In recent years, a tax reform movement has formed behind the FairTax proposal. Increased support was created after talk radio personality Neal Boortz and Georgia Congressman John Linder published The FairTax Book in 2005 and additional visibility was gained in the 2008 presidential campaign. A number of congressional committees have heard testimony on the bill; however, it has not moved from committee since its introduction in 1999 and has yet to have any effect on the tax system.

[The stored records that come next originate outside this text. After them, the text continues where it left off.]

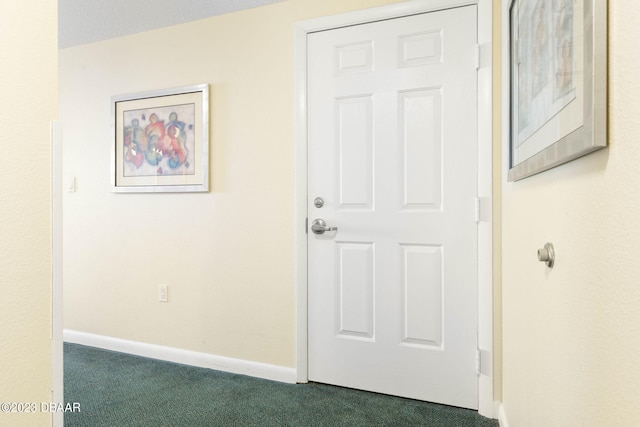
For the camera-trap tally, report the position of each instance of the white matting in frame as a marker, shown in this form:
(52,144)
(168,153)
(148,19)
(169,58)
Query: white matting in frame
(558,82)
(161,141)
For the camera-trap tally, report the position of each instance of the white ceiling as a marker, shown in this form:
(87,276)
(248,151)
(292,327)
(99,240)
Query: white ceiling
(88,21)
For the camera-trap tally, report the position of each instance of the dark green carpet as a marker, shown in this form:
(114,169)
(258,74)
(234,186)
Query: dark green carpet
(116,389)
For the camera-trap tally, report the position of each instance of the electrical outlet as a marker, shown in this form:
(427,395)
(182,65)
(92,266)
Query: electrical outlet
(163,295)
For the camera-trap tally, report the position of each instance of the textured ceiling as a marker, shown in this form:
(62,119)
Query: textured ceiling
(88,21)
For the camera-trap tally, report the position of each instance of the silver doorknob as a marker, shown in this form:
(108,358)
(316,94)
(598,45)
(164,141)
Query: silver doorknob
(319,226)
(547,255)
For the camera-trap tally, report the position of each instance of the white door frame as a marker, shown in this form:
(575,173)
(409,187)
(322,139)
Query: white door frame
(485,171)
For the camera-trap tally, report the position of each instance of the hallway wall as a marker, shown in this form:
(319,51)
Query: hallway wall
(227,255)
(570,335)
(28,84)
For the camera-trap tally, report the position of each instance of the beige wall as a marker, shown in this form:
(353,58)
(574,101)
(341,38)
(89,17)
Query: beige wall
(228,255)
(570,335)
(28,75)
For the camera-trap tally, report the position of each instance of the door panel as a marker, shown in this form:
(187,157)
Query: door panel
(392,151)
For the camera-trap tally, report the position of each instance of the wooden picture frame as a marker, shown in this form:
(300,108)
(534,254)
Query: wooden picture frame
(558,82)
(161,141)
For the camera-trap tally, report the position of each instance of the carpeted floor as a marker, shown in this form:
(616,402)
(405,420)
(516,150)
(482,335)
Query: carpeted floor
(116,389)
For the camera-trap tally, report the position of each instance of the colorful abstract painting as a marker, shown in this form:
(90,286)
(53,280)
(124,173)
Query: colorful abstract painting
(159,141)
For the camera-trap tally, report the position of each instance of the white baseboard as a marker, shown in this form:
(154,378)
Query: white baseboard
(185,357)
(502,416)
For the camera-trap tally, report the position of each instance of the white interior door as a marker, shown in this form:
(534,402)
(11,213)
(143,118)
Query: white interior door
(392,164)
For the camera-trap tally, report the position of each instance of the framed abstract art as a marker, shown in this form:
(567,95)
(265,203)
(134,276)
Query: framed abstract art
(558,82)
(161,141)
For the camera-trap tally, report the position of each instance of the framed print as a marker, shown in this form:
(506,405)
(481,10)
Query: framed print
(161,141)
(558,82)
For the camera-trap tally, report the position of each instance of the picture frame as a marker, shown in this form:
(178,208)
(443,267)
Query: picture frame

The plan is expected to increase cost transparency for funding the federal government, and supporters believe it would have positive effects on civil liberties, the environment, and advantages with taxing illegal activity and illegal immigrants. There are concerns regarding the proposed repeal of the Sixteenth Amendment, removal of tax deduction incentives, transition effects on after-tax savings, effect to the income tax industry, incentives on credit use, and the loss of tax advantages to state and local bonds.